The cardinals were due to dine together in the Santa Marta on Sunday night and hold a public Mass on Monday morning in St Peter's Basillica. At 4:30pm (02.30am NZT) they were due to file into the Sistine Chapel to start their deliberations.
In the build-up to the vote, some 15 cardinals have been promoted in the press as potential popes, including Italian cardinals Dionigi Tettamanzi and Angelo Scola, Brazil's Claudio Hummes, Nigeria's Francis Arinze and the Honduran Maradiaga.
Among the major issues facing the Church are the growing spiritual poverty of Europe, the material poverty of the third world and the centralised workings of the Vatican bureaucracy.
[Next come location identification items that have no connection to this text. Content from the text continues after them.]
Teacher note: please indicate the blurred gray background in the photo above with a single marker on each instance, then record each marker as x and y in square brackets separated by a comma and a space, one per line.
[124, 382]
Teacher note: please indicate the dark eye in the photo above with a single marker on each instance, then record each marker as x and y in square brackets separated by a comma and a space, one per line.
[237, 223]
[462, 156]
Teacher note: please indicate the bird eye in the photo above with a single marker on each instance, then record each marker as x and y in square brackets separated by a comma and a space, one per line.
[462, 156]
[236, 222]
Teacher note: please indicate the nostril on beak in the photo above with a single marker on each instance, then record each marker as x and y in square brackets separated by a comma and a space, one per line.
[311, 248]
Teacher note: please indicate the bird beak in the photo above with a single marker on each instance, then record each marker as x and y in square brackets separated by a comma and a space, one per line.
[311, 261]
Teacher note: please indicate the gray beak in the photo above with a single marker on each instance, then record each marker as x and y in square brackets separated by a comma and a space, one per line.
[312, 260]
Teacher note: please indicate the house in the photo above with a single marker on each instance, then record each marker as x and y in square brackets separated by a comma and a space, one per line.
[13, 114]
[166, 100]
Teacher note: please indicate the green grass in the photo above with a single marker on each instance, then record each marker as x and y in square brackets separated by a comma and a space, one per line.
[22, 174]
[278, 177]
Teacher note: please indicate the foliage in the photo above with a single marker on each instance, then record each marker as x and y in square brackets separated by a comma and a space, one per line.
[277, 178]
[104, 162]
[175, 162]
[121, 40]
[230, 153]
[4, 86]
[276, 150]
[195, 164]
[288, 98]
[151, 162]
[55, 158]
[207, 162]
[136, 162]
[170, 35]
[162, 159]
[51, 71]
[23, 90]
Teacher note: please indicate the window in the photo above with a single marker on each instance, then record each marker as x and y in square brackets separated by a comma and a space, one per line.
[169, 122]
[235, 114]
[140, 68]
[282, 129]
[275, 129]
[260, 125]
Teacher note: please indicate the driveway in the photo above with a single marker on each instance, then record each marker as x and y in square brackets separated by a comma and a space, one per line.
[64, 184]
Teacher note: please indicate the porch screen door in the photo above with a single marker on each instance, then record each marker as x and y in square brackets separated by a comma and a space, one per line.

The cardinals themselves have taken an unusual vow of media silence ahead of the conclave, adding to a sense of uncertainty and intrigue within the male-dominated Church hierarchy.
"It's very hard to know what's going on in the church, we feel that it's a different world from where we are," Sister Emanuel, who works in Australia and is on a retreat in Rome, said as she visited John Paul II's tomb in St Peter's.
The conclave will be like no other election in the world.
There will be no press briefings after the ballots, no spin doctors promoting their candidates, just a simple puff of smoke from the Sistine chimney -- black smoke for an inconclusive vote and white smoke when a new pope is chosen.
In preparation for an eventual decision, Vatican workers have put up red curtains on the balcony of St Peter's where the new pope will make his first appearance to the world.
In the hours leading to the lock-up, leading Catholics made final public appeals to the cardinals about the sort of pope they wanted to see step onto the balcony.
"Dear brothers, chose someone who will guarantee the freedom and openness of the Church," theologian Hans Kueng, one of the Church's most prominent liberal dissenters, said in an article in La Stampa newspaper.